A medida que fueron pasando los años e indagando nuevos temas, el propio Kapuściński también recurrió a la focalización, sobre todo cuando Polonia afloraba cada vez más como tema. Hay investigadores que ven en El emperador, su libro sobre Haile Selassie, una alusión a la administración de Edward Gierek, el primer secretario del Partido Comunista Polaco en los años setenta. La técnica de tratar asuntos exóticos para que reboten en el país propio, sabiendo que el público al que se dirigía podría leer el reportaje como una alusión a su situación. Pero el libro emblemático en este sentido es Al este de Arbat, de Hanna Krall, una radiografía precisa de la URSS de finales de los sesenta y los setenta que bien podría leerse como de Polonia o de cualquier país del bloque del Este.
Atravesar la frontera
Cuando trabajaba como periodista en la agencia estatal de noticias polaca, Ryszard Kapuściński soñaba con una sola cosa: atravesar la frontera. Eso quería decir no ir de Polonia a Rumania o de Varsovia a Moscú, sino cruzar el telón de acero. Sintió que realmente atravesaba la frontera cuando viajó a Roma por primera vez, cuando los colores, las luces, los peinados y la ropa lo deslumbraron, lo marearon. Pero también el reporterismo polaco supo ver los matices, las diferencias y las particularidades de otros países del bloque con los que compartían el yugo.
El hecho fundamental aquí es que una de las características principales del reporterismo polaco es que si bien se ocupó de analizar en profundidad las entrañas de su país también se alejó de lo autorreferencial y endogámico. Buscó y continúa buscando historias en todo el mundo, en otros países. Y en las últimas décadas, las mejores muestras de firmas procedentes de este periodismo son libros sobre otros países que no son Polonia.
Después de que el trío Krall, Kapuściński y Kąkolewski recibieran el reconocimiento internacional de futuros premios Nobel como Svetlana Aleksiévich o Gabriel García Márquez, empezaban a aparecer nuevas firmas que se especializaban en una región específica, como Jacek Hugo-Bader, autor de varios libros sobre Siberia o Paweł Smoleński sobre Israel. Maciej Wasielewski escribió dos libros muy reconocidos sobre las Islas Feroe e Islas Pitcairn. Y quizás las últimas dos grandes figuras del reporterismo polaco sean Margo Rejmer, autora de un reportaje sobre Rumania y otro sobre Albania y Witold Szabłowski, autor de un libro sobre Turquía y otro sobre Bulgaria.

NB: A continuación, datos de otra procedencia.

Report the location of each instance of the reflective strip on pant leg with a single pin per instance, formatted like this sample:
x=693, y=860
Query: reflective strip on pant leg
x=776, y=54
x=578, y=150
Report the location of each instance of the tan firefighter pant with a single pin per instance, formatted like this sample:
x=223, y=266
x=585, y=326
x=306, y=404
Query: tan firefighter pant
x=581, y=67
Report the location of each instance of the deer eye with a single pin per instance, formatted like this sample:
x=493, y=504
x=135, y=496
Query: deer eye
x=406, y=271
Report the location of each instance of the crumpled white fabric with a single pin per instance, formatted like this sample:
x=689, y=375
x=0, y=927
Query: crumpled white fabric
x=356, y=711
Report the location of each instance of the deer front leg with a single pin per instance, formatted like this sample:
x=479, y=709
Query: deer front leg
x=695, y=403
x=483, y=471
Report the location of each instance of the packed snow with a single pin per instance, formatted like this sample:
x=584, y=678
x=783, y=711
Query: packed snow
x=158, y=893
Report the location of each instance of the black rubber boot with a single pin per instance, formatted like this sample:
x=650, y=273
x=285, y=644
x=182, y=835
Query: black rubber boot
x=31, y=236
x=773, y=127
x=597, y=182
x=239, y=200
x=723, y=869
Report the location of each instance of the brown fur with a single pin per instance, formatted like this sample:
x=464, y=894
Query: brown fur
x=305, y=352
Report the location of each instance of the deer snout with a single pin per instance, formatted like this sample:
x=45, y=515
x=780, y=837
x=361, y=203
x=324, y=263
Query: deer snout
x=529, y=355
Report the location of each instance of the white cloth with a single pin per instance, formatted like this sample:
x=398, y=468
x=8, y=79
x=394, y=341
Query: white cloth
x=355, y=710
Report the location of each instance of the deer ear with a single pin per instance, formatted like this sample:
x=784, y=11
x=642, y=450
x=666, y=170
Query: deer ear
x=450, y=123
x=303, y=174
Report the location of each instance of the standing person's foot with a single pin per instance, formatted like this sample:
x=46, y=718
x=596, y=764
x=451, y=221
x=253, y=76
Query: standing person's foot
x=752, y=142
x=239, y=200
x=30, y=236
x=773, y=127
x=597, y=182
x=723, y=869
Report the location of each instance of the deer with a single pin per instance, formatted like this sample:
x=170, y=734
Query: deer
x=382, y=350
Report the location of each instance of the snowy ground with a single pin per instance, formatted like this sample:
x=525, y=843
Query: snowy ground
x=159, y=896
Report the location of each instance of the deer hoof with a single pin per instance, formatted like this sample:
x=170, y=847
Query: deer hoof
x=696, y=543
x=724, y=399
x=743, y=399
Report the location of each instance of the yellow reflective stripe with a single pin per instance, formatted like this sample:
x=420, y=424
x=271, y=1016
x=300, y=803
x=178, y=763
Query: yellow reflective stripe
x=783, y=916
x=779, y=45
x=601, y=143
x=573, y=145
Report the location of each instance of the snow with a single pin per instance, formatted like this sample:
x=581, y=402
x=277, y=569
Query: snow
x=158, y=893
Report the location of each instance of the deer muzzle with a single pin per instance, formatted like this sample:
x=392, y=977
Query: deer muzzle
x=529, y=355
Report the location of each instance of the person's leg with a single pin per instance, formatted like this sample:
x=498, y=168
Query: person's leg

La generación más joven de periodistas polacos ya es una generación global, escribe en esa lengua, pero no se siente limitada por ninguna frontera geográfica. Son cronistas que no se olvidan de sus raíces ni de sus orígenes, no tanto por la nacionalidad que les tocó en el pasaporte como por la rica escuela de reporterismo que heredaron de su país. Y siguen dando importancia a los detalles: cómo elegirlos, narrarlos, contextualizarlos y mezclarlos para dar cuenta de la complejidad en la que se manifiesta una realidad. Configurando nuevos mosaicos.